Leur argumentaire soutenait que la plupart des mesures sanitaires imposées par décret sont illégales, et nécessitent une analyse juridique en profondeur. « Cet exercice n’est ni futile ni vexatoire », reconnait le juge Jacques Blanchard, dans son jugement de 13 pages rendu ce lundi. « L’interdiction, à tout le moins, de se retrouver à l’extérieur de sa résidence à certaines heures constitue certes une restriction aux droits des demandeurs. »

Cependant, la demande d’ordonnance de sauvegarde déposée par le groupe d’entrepreneurs, par laquelle ils réclamaient de façon urgente au tribunal d’écrire « de nouvelles règles moins contraignantes », pose problème : « il n’appartient pas au Tribunal d’usurper un rôle qui n’est pas le sien », explique le juge.
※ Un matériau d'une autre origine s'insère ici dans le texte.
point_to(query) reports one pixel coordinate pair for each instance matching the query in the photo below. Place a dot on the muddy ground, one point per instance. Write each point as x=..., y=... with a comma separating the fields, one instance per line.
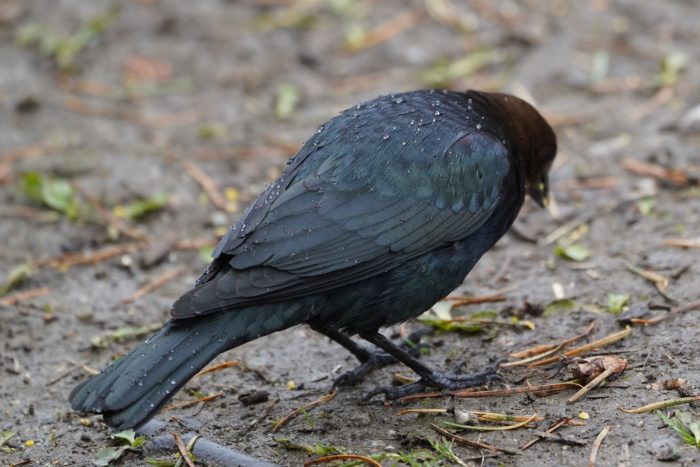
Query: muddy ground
x=120, y=112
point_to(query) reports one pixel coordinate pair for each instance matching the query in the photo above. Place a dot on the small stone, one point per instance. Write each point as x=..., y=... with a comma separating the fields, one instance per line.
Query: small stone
x=665, y=450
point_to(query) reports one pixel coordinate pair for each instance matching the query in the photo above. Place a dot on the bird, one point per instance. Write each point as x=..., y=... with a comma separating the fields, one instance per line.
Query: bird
x=381, y=213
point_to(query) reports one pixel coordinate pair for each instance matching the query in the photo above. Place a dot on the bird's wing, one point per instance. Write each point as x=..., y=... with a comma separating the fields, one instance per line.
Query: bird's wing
x=330, y=221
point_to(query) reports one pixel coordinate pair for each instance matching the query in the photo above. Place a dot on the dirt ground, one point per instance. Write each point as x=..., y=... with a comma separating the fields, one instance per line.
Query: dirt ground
x=144, y=100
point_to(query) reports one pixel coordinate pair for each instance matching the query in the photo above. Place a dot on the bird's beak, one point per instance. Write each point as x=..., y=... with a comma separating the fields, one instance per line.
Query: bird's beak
x=539, y=192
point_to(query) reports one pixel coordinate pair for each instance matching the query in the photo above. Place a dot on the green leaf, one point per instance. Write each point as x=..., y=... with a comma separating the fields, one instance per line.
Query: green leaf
x=617, y=302
x=287, y=100
x=160, y=462
x=683, y=423
x=55, y=193
x=129, y=437
x=575, y=252
x=646, y=206
x=558, y=306
x=5, y=436
x=110, y=454
x=16, y=276
x=141, y=207
x=205, y=253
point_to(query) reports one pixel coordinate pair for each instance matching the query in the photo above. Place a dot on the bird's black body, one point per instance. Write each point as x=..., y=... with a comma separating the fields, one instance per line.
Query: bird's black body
x=382, y=213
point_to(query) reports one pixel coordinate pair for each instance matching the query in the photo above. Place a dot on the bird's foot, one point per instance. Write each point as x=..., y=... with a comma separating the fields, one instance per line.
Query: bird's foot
x=450, y=381
x=378, y=359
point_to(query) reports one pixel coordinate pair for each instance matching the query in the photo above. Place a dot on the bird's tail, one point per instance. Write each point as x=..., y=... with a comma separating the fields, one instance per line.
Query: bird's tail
x=132, y=389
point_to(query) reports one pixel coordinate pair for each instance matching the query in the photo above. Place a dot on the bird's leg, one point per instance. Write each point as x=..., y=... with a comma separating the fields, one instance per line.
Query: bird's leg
x=369, y=359
x=451, y=380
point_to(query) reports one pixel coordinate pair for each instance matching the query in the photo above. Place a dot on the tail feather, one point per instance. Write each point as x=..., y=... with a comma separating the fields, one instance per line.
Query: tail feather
x=132, y=389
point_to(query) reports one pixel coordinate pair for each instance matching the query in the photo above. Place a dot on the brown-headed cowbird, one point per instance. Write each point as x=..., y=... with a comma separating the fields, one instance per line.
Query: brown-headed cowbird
x=381, y=213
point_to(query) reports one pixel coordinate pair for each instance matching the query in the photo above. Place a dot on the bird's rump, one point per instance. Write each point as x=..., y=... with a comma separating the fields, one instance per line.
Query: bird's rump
x=339, y=214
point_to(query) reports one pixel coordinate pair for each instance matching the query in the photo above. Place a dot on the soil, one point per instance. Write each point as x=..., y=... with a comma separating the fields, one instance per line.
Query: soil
x=171, y=83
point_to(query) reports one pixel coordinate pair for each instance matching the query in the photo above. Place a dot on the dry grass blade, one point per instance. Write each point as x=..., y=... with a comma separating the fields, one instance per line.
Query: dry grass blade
x=682, y=243
x=573, y=224
x=459, y=301
x=207, y=184
x=218, y=367
x=540, y=349
x=68, y=260
x=481, y=416
x=659, y=281
x=588, y=367
x=558, y=424
x=388, y=29
x=596, y=445
x=468, y=442
x=662, y=405
x=674, y=176
x=410, y=411
x=295, y=413
x=343, y=457
x=609, y=339
x=195, y=244
x=118, y=224
x=514, y=426
x=183, y=449
x=182, y=405
x=25, y=295
x=543, y=390
x=153, y=284
x=675, y=311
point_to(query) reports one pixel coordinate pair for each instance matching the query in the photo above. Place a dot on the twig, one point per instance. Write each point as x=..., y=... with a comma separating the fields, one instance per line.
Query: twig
x=558, y=424
x=336, y=457
x=596, y=445
x=153, y=284
x=597, y=381
x=183, y=450
x=467, y=442
x=24, y=295
x=207, y=184
x=63, y=374
x=295, y=413
x=609, y=339
x=182, y=405
x=218, y=367
x=662, y=405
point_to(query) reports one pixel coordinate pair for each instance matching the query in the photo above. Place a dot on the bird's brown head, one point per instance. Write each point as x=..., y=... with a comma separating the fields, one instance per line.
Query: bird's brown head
x=532, y=139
La Cour suprême du Canada reconnait que les mesures relatives à la santé publique appartiennent « aux gouvernements habilités à le faire » et non aux tribunaux.

Jugement du juge Jacques Blanchard, de la Cour supérieure du Québec

Les entrepreneurs avaient déposé leur demande d’ordonnance de sauvegarde peu après qu’il eut été révélé que le premier ministre Legault a imposé des mesures plus strictes pour les restaurants, les gyms et les cinémas que ce que recommandait le directeur de la santé publique, Horacio Arruda.

« La Loi sur la santé publique accorde au gouvernement un pouvoir discrétionnaire pour adopter une mesure sanitaire et affirmer, comme le font les demandeurs, qu’il doit suivre à la lettre les recommandations de la Direction de la santé publique est un non-sens », tranche le juge Blanchard.

Preuve insuffisante malgré une déclaration d’un médecin réputé

L’argumentaire des entrepreneurs soutenait que « la COVID-19 n’est pas une menace pour la santé de la population en général » mais que ce sont plutôt les mesures sanitaires qui « menacent sérieusement la santé de la population en général », lit-on dans la décision. Une déclaration sous serment d’un professeur de l’école de médecine de l’Université Standford, Jay Bhattacharya, déposée en preuve, affirmait que l’imposition d’un couvre-feu n’est pas nécessaire pour contrôler la propagation du virus, et qu’imposer le port du masque aux enfants qui fréquentent l’école primaire est néfaste pour leur santé et nuit à leur apprentissage.

« Bien que le docteur Bhattacharya soit d’avis que le port du masque est néfaste pour les enfants, il affirme tout de même que ces derniers jouent un rôle dans la propagation de l’infection par le COVID aux adultes », souligne le juge Blanchard.

« La preuve soumise par les demandeurs n’est pas suffisante pour réfuter la présomption selon laquelle [le maintien] du couvre-feu et l’imposition du couvre-visage aux enfants de 6 à 12 ans serviront l’intérêt du public », conclut le magistrat, qui souligne que les décrets sont « exceptionnels » et découlent d’une maladie dont la compréhension est en « constante évolution ».